Outer Joins (leftOuterJoin/rightOuterJoin)

This takes in 2 Pair RDDs, and returns 1 Pair Rdd whose keys don't have to be present in both input RDDs. Thus its a lossless transformation.

// to keep all the left rdd keys (Option can be none)
def leftOuterJoin[W](other: RDD[(K, W)]): RDD[(K, (V, Option[W]))] 
// to keep all the right rdd keys (Option can be none)
def rightOuterJoin[W](other: RDD[(K, W)]): RDD[(K, (Option[V], W))]

Example:

To find a list of all the customers who have subscriptions, including ones that don't exist in the locations list as they pay using cash and hence cannot be tracked:

// List containing (customer_id, (last_name, subsription_card_name))
val as = List((101, ("Hanson", "Bart")), 
              (102, ("Thomas", "Clipper")), 
              (103, ("John", "ClipperVisa")),
              (104, ("Chu", "Clipper")))

val subscriptions = sc.parallelize(as) // Pair Rdd with key = customer_Id, value = (last_name, subsription_card_name)

// List containing (customer_id, most_visited_city).
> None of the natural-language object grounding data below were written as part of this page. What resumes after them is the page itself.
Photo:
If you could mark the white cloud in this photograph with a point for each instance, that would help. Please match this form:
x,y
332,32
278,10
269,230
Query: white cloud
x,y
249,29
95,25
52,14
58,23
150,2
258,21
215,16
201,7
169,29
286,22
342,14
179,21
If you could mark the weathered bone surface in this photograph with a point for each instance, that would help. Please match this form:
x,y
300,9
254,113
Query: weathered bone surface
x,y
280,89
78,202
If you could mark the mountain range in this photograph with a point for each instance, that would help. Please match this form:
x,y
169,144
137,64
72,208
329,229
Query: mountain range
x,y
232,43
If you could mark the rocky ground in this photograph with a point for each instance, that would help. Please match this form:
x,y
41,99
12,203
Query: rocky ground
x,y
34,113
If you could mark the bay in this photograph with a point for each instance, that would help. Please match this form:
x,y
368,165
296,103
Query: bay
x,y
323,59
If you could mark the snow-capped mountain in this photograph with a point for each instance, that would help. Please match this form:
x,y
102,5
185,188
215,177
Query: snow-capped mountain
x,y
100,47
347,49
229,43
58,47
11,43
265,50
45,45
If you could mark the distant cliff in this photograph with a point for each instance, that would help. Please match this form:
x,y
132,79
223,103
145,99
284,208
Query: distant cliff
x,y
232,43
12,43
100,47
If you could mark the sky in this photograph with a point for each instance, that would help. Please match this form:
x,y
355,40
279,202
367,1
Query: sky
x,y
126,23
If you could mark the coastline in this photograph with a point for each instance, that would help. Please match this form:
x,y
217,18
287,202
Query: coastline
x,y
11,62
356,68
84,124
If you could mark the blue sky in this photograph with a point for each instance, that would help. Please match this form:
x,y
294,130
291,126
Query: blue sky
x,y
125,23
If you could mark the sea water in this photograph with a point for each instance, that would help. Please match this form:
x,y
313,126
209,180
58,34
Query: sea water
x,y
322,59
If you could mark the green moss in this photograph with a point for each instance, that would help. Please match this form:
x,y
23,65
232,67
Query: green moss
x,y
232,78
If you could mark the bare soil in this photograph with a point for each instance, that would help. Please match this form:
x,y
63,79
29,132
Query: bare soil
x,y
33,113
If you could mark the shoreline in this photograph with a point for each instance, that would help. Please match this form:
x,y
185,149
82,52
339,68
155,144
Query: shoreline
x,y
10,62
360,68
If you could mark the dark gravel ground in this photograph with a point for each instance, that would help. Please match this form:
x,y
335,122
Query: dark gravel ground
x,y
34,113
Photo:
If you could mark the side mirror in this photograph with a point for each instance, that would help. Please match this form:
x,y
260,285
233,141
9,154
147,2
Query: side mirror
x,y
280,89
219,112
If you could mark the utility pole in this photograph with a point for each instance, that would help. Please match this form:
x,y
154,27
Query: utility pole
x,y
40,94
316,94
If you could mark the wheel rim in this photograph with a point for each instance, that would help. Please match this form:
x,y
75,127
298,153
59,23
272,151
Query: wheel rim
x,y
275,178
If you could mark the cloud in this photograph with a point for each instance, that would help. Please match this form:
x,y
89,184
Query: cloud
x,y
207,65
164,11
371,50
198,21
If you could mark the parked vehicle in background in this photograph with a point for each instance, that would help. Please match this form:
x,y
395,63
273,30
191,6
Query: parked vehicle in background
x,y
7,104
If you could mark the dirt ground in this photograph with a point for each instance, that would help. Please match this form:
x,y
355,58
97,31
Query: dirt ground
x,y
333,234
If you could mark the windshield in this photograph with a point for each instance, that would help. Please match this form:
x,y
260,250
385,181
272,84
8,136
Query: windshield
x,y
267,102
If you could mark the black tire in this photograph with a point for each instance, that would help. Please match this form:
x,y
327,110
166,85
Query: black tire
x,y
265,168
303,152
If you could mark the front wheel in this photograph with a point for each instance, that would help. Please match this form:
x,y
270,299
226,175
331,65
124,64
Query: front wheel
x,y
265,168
Contains all customer who use cards and thus can be tracked.
val ls = List((101, "Chicago"), 
              (101, "SanFranciso"), 
              (102, "SantaClara"), 
              (102, "SanJose"), 
              (103, "MountainView"), 
              (103, "Monterey"))

val locations = sc.parallelize(ls)  // Pair Rdd with key = customer_Id, value = most_visited_city

// Here we have to call the leftOuterJoin, as we need all the customers who have subscriptions. The second element in the combination i.e. the value from the second list can be null, which is okay for our requirement.
val leftOuterJoinedRdd = subscriptions.leftOuterJoin(locations)
println("subscriptions.leftOuterJoin(locations)")
leftOuterJoinedRdd.collect().foreach(println)

Output:

subscriptions.leftOuterJoin(locations)
(104,((Chu,Clipper),None))                       // <-- second value element is None
(101,((Hanson,Bart),Some(Chicago)))
(101,((Hanson,Bart),Some(SanFranciso)))
(102,((Thomas,Clipper),Some(SantaClara)))
(102,((Thomas,Clipper),Some(SanJose)))
(103,((John,ClipperVisa),Some(MountainView)))
(103,((John,ClipperVisa),Some(Monterey)))

we use the left outer join when we want to keep all the information in the left Pair RDD, i.e. the one on which we call the join. In this case the right Pair RDD elements are optional i.e. they can be none. And vice versa for right outer join.